Pour chacune des catégories, on part du coût d’entrée moyen obtenu par la moyenne pondérée des coûts d’entrée de chaque sous-catégorie ; ainsi le coût d’entrée moyen dans la gendarmerie (24 029 €/an) est obtenu en pondérant celui des sous officiers, des volontaires, des officiers, des personnels administratifs et des personnels techniques et ouvriers (voir tableau ci-dessous).

De la même manière, on part sur un coût d’entrée moyen de 26 632 € par an dans la police nationale et de 35 961 € par an dans la justice judiciaire. Ainsi, la première année, le recrutement des 1 000 postes évoqués par François Hollande s’élèvera à 354 x 25 029 + 531 x 26 632 + 115 x 35 961 = 26,8 M€.

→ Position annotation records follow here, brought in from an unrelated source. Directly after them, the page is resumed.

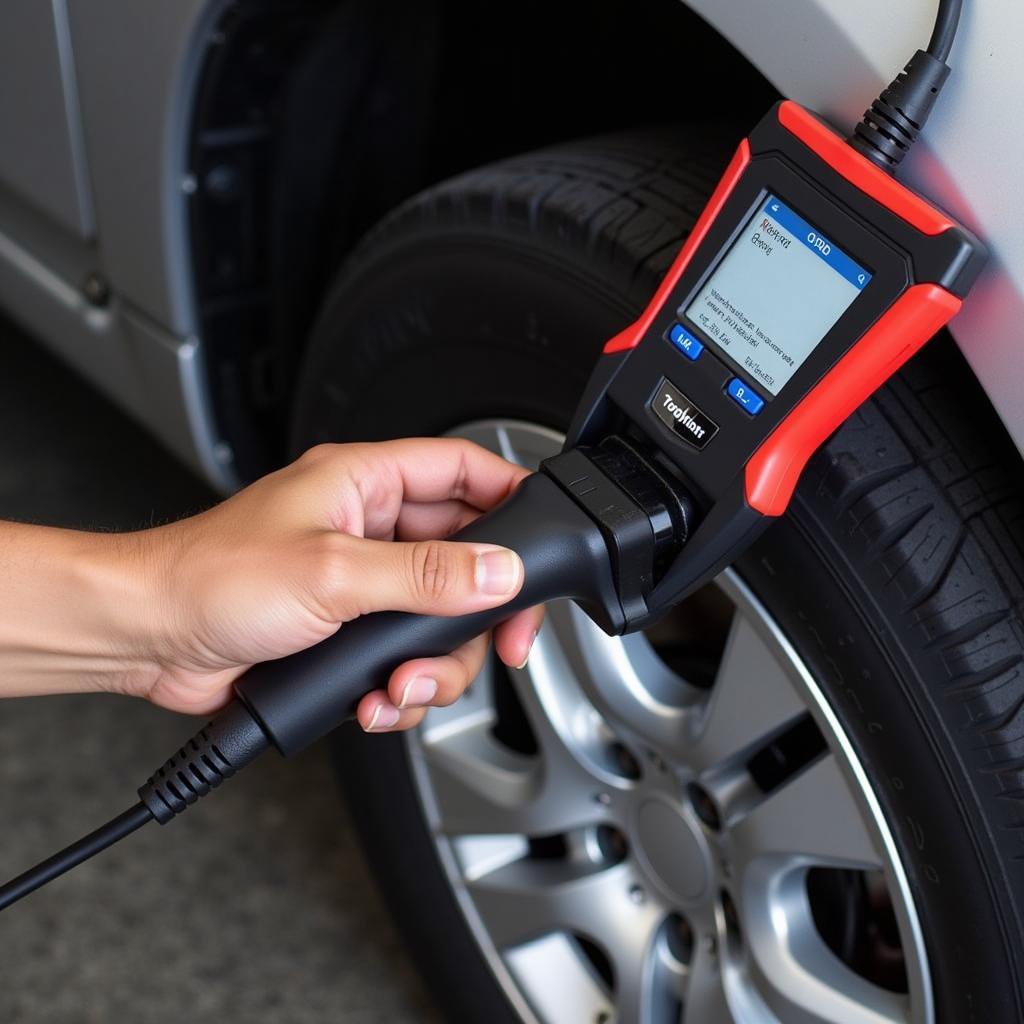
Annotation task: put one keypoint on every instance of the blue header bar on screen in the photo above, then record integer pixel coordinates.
(791, 221)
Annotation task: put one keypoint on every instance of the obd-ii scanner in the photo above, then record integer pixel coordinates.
(809, 279)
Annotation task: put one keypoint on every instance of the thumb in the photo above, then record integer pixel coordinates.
(437, 578)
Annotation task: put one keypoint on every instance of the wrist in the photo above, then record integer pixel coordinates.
(120, 581)
(76, 611)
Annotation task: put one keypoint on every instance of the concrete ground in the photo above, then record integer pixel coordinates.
(253, 906)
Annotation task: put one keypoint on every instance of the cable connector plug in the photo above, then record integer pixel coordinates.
(220, 749)
(894, 121)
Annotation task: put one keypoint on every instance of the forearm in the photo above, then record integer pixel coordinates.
(75, 611)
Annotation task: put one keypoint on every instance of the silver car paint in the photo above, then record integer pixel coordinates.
(93, 127)
(133, 87)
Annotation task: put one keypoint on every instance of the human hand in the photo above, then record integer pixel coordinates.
(342, 531)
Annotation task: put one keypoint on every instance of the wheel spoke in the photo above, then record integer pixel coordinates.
(704, 999)
(812, 819)
(624, 678)
(481, 787)
(531, 898)
(752, 698)
(797, 975)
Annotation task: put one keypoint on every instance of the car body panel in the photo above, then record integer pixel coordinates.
(134, 88)
(95, 108)
(42, 156)
(835, 57)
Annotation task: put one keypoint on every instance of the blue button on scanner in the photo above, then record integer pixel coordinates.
(685, 342)
(739, 392)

Pour les années suivantes, il convient enfin d’appliquer à ce montant la revalorisation de salaire liée à l’ancienneté (GVT : glissement technique vieillesse de 1,27 %, obtenu à partir de la moyenne pondérée du GVT constaté pour chacune des catégories en 2011).

Au total, le coût (annuel) de cette mesure en 2017 serait de 137 M€ (409 M€ en cumul sur le quinquennat).
Contrepartie
François Hollande ayant annoncé dans son discours du Bourget que le nombre de fonctionnaires n’augmenterait pas (« le nombre total de fonctionnaires n’augmentera pas, mais il sera mis fin à la règle aveugle du non remplacement d’un fonctionnaire sur deux partant à la retraite »), ces créations de postes seront financées par redéploiement dans d’autres ministères. Dans la mesure où le candidat du Parti socialiste a annoncé 12 000 créations de postes par an sur la durée du quinquennat dans l’Education nationale, ces redéploiements devront se faire hors des ministères « sanctuarisés » (Justice, Intérieur, Education nationale).
Or à lui seul, le ministère de l'Intérieur représente 12 420 des 83 000 départs de 2010 ; si on y ajoute l’Education nationale et la recherche (l’enseignement supérieur et la recherche ne sont actuellement pas concernés par la règle du 1 sur 2), on aboutit à 55 400 départs environ sur les 83 000. Les redéploiements (12 000 + 1 000) devront donc se faire sur 83 000 - 55 400 = 27 600.
Le non renouvellement des départs à la retraite sur les ministères hors Intérieur, Education et Recherche serait alors de 13 000 / 27 600 = 47 %, soit environ 1 départ sur 2 non renouvelé (encore s’agit-il des chiffres de 2010, ces derniers représentant un pic de départ compte tenu des générations concernées – celles du baby boom – donc qui "allègent" cet effort qui sera sans doute plus élevé avec moins de départs à la retraite).
Ce chiffrage vient mettre à jour ceux effectués par l’Institut de l’entreprise le 20 octobre 2011 sur les propositions issues du projet socialiste d’avril 2011 concernant le rattrapage des moyens de la Justice et la création de 10 000 postes de policiers et de gendarmes.